Throughout the 1980s, Zakharov remained a loyal member of the party, but made her voice heard on a number of issues. She was the lone voice of dissent when the other five members of the Senate Select Committee on Video Material urged the banning of X-rated videos in 1984. Two years later, Zakharov and Senator Rosemary Crowley opposed legislation against scientific experimentation on human embryos that had been proposed by conservative independent Brian Harradine. The remainder of the select committee set up to evaluate the proposal supported a compromise majority report that severely limited scientific experimentation; in a high-profile dissenting report, Zakharov and Crowley urged that the parents of the embryos have the final say as to how they were used, and were highly critical of the absolute pro-life arguments employed by the majority. While the report was overlooked by the government at the time, it was later largely adopted by the New South Wales Law Reform Commission. Zakharov also remained involved in her local community; she used her political connections to help save her historic neighbourhood in Port Melbourne from demolition, and at one point painted "NOT FOR SALE" on her roof in order to promote the message.
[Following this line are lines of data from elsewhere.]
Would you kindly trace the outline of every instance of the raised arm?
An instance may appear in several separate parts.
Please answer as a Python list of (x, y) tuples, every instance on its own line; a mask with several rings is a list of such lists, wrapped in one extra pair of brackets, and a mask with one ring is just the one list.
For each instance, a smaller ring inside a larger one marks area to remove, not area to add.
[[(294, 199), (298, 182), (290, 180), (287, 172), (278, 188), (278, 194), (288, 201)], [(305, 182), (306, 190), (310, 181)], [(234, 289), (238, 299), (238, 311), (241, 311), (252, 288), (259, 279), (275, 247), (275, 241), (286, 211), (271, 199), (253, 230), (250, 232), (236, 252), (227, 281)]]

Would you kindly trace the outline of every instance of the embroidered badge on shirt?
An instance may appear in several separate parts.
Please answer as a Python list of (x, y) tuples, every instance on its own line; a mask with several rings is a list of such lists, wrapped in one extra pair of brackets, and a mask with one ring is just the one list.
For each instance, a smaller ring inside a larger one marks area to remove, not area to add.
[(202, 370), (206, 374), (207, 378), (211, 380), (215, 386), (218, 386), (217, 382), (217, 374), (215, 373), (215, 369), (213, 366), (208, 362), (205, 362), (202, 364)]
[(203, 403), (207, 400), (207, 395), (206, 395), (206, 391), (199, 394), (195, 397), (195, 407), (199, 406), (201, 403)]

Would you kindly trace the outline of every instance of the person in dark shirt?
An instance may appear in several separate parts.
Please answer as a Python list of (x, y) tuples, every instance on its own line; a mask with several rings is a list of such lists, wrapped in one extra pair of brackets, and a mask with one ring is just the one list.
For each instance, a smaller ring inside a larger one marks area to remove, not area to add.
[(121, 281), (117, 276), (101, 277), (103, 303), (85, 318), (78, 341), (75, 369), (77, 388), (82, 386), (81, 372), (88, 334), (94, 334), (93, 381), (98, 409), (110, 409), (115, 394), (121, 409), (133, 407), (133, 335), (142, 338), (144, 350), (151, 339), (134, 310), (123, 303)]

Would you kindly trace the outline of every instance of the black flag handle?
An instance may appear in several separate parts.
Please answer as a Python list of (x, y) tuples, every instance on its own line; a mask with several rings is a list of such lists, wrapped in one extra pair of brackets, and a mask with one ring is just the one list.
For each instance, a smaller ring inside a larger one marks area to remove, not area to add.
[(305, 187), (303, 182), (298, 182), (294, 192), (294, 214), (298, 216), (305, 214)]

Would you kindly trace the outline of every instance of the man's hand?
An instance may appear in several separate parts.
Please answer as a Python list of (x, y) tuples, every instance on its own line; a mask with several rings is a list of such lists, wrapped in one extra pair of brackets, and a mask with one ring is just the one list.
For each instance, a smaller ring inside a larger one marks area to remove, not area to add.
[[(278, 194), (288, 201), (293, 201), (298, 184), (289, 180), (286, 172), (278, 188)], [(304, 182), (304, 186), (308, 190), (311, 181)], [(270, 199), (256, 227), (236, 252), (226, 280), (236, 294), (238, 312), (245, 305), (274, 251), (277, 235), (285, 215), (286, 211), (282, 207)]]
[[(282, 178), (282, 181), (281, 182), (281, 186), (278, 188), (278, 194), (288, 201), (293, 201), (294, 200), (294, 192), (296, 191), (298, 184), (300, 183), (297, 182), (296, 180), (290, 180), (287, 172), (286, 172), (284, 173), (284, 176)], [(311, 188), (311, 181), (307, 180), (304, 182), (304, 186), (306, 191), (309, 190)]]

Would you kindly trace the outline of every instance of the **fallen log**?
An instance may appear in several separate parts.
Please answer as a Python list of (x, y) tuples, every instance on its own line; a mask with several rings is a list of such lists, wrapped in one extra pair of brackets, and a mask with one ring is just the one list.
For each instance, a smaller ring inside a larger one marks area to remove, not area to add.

In 1988, Zakharov was the only Western politician invited to witness the first destruction of nuclear weapons at a ceremony in the Soviet Union after the signing of a disarmament agreement. Upon returning from Russia, she described the occasion as "the chance of a thousand lifetimes". Four years later, she joined a crossbench group (along with Labor's Chris Schacht, Bruce Childs and Margaret Reynolds and the Liberal Party's Baden Teague) to become involved in the international campaign to free jailed Israeli scientist Mordechai Vanunu.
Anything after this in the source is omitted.